The Chase was put in place after the 2003 season, a year in which Matt Kenseth built an insurmountable points lead with “consistency” (a euphemism for “boring”). Kenseth coasted through the final races, winning the championship amid a thunder of snores.
Young France, displaying the vision of his grandfather and father who built what Sports Illustrated once termed “America’s hottest sport,” realized something had to be done. So he did it.
France set the sport on its ear with the Chase, and even though some traditionalists continue to complain, it has been a runaway success.
The top 12 drivers after the first 26 races compete for the title in a virtual reset of the point standings. Once the Chase begins it’s a whole new season. Just as any NFL team that makes the playoffs has a shot at the Super Bowl, any of the 12 Chase racers has a chance at the Sprint Cup championship.
Critics gripe that if their favorite driver isn’t in the Chase they won’t watch.
They forget that under the former system, if their favorite driver wasn’t in at least the top 10 with 10 races to go, he had no chance. No driver ever rallied from that far back. The Chase doesn’t eliminate a single contender.

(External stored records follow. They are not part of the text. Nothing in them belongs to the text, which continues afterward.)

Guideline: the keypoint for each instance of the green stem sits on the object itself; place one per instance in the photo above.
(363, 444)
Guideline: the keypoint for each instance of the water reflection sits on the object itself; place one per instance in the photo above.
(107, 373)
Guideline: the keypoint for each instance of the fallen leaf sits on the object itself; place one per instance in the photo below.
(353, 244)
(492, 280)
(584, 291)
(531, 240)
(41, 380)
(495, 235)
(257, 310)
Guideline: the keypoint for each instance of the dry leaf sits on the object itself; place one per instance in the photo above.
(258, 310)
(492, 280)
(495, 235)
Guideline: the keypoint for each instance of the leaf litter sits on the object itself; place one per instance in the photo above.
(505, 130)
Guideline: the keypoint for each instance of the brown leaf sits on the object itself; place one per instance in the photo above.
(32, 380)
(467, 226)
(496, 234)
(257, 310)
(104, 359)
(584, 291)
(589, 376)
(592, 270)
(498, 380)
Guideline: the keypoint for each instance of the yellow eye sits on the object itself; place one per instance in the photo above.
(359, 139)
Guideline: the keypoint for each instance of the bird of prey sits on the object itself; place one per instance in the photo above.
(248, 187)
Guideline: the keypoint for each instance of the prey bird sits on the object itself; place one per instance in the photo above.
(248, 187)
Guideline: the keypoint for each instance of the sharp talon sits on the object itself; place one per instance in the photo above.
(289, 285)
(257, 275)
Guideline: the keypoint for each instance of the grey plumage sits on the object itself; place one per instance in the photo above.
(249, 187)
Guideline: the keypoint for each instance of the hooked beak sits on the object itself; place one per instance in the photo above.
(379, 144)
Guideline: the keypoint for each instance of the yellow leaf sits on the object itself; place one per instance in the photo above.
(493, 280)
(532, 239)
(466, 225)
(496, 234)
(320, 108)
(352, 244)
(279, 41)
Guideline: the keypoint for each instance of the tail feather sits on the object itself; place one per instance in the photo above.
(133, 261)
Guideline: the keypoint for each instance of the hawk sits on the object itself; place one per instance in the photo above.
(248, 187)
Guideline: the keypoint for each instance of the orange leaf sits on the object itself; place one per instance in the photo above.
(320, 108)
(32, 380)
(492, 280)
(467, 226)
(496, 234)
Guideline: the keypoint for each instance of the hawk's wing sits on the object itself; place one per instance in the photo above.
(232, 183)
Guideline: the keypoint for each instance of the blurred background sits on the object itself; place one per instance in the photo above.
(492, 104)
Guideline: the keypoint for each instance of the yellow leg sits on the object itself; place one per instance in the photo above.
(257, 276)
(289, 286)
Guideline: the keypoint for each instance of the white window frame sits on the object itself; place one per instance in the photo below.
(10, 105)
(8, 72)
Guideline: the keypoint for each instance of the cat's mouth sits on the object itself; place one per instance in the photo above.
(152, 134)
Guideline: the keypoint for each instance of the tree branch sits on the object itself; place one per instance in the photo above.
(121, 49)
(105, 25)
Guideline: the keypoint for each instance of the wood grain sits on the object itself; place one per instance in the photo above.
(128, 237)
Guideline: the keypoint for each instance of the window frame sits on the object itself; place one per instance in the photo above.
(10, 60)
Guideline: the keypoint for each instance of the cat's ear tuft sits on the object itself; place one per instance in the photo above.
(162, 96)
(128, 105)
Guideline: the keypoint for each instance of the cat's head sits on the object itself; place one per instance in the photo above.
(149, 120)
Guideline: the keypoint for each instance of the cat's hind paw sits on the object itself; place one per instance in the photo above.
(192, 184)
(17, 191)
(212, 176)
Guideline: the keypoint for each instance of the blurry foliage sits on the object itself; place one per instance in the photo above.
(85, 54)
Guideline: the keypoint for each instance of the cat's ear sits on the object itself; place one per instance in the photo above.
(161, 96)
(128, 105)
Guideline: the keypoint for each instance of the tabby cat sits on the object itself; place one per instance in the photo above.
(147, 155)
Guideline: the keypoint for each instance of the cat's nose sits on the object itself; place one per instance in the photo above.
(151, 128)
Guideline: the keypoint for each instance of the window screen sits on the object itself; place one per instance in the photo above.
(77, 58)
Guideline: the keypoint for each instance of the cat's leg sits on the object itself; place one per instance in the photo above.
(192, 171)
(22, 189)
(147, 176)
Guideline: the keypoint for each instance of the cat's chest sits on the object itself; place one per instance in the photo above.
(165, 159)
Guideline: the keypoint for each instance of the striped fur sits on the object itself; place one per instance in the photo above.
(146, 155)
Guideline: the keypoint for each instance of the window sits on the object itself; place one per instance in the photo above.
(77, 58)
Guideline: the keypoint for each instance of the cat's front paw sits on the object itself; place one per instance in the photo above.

That non-Chasers get overlooked is another complaint, and it’s true — just as NFL teams that don’t make the playoffs get overlooked. The difference is that in NASCAR the non-Chasers continue to race and should have oodles of incentive. In some cases, jobs are on the line.
A non-Chase driver can still get attention the old-fashioned way — win the race.
Some claim the Chase makes the first 26 races irrelevant. Just the opposite — starting with the Daytona 500, every race takes on added importance. Each point and each position is critical as drivers jockey for the coveted Top 12.
Under the former system, this season would be about over because Tony Stewart would have a virtually insurmountable points lead. But now in the Chase, Stewart is just one of 12 drivers who have a title shot.
Stewart in fact is not even the top seed — that distinction goes to Mark Martin based on number of wins. Under the old points system Martin would be virtually out of contention; now he and 11 of his fastest friends are locked in a tense title fight as the excitement, pressure and drama builds race-by-race.
Nobody — on the track or in the stands — will be caught napping.